Merz noted the company’s board approved the share repurchase program in 2011.
“Our first and best use of capital is to reinvest in the company to continue our profitable growth. If we generate capital in excess of what we can profitably reinvest in the business, that capital belongs to the shareholders,” he said, adding the goal of the program is to use excess capital to return to the shareholders to lower the outstanding share count.
Shares outstanding were at 80.1 millionv as of Feb. 28, according to Nasdaq, while O’Reilly reported 84.3 million outstanding shares as of the end of 2017.
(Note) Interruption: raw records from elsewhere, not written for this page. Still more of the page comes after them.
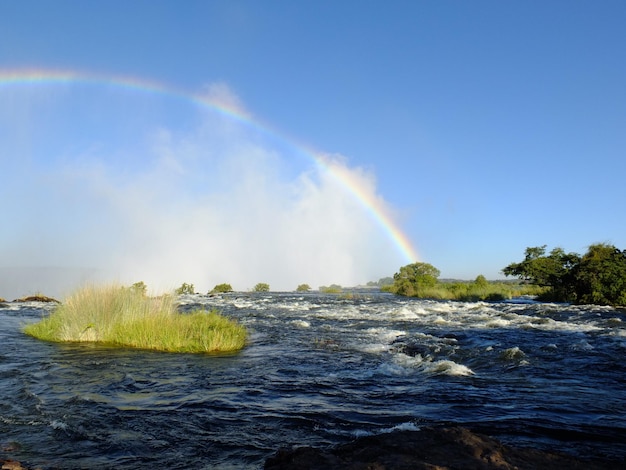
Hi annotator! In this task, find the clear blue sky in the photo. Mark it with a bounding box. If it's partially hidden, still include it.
[0,0,626,295]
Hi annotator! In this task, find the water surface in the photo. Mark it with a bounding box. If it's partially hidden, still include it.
[0,291,626,469]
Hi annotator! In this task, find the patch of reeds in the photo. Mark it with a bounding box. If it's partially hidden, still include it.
[24,286,247,353]
[13,294,60,304]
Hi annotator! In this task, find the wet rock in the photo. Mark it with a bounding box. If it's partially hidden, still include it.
[265,427,626,470]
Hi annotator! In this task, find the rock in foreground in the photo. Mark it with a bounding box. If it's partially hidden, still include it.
[265,427,626,470]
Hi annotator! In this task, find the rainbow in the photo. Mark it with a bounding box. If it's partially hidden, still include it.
[0,69,419,263]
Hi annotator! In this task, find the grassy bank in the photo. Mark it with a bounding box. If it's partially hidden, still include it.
[24,286,246,353]
[383,281,545,302]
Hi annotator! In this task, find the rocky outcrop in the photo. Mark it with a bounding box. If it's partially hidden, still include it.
[265,427,626,470]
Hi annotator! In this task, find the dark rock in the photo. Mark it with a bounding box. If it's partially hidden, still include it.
[265,427,626,470]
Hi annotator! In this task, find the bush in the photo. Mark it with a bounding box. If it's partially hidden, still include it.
[209,283,233,294]
[175,282,196,295]
[24,286,246,353]
[320,284,343,294]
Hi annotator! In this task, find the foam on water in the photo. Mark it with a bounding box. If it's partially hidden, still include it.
[0,293,626,470]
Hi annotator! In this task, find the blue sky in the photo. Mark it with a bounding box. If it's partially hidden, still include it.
[0,0,626,296]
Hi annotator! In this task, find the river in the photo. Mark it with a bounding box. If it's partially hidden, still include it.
[0,291,626,469]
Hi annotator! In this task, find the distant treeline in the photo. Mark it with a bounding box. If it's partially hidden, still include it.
[382,243,626,306]
[381,263,544,302]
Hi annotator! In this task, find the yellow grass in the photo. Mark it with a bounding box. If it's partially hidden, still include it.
[24,286,247,353]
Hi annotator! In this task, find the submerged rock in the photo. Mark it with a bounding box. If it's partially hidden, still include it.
[265,427,626,470]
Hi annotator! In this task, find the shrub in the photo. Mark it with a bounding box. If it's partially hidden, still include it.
[24,286,246,353]
[320,284,343,294]
[175,282,196,295]
[130,281,148,295]
[209,283,233,294]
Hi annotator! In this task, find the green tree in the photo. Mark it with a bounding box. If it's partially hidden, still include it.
[574,243,626,305]
[130,281,148,295]
[502,245,580,302]
[254,282,270,292]
[209,283,233,294]
[502,243,626,305]
[320,284,343,294]
[474,274,489,289]
[175,282,196,295]
[393,263,440,296]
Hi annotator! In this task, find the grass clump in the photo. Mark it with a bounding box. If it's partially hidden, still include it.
[24,286,247,353]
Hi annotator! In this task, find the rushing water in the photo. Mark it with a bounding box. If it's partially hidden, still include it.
[0,292,626,469]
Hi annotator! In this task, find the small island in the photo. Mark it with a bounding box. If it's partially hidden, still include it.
[23,283,247,353]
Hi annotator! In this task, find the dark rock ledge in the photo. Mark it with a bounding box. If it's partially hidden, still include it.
[265,427,626,470]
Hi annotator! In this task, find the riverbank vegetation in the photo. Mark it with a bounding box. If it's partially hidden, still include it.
[502,243,626,306]
[381,263,545,302]
[24,286,247,353]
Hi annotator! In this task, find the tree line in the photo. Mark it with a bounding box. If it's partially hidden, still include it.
[385,243,626,306]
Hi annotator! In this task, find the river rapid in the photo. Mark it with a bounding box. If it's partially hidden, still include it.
[0,291,626,469]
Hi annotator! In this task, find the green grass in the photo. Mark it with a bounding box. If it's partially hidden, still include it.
[24,286,247,353]
[382,282,545,302]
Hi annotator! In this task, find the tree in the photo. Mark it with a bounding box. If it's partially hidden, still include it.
[502,243,626,305]
[254,282,270,292]
[130,281,148,295]
[209,283,233,294]
[393,263,440,296]
[175,282,195,295]
[574,243,626,305]
[502,245,580,302]
[474,274,489,289]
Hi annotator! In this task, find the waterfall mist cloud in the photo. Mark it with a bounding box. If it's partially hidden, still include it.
[0,80,405,296]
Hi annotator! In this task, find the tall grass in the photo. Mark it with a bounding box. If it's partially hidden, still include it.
[24,286,247,353]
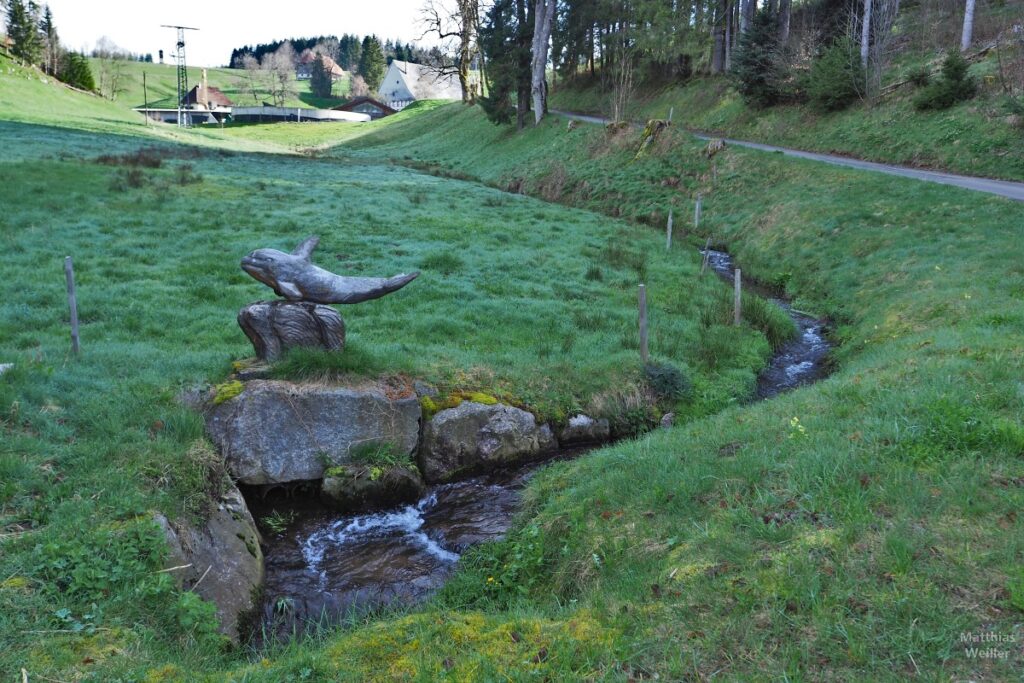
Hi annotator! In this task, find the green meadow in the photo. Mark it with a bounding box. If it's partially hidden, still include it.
[0,50,1024,682]
[551,55,1024,180]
Noting the company last split its stock in 2005, Merz said the stock market has “significantly changed since that time,” making such an action in the future “very unlikely.”
“With the advancement of electronic trading and the ability to buy partial shares, there’s really no longer the barrier for anybody to invest in any company,” he said.
Hoffman agreed that the ability to buy as little as one share of something and not be penalized makes splitting stocks a strategy she highly doubts would be employed by O’Reilly.
“You don’t see that anymore from hardly any companies,” she said. “The main reason is the cost of trading has come down so much.”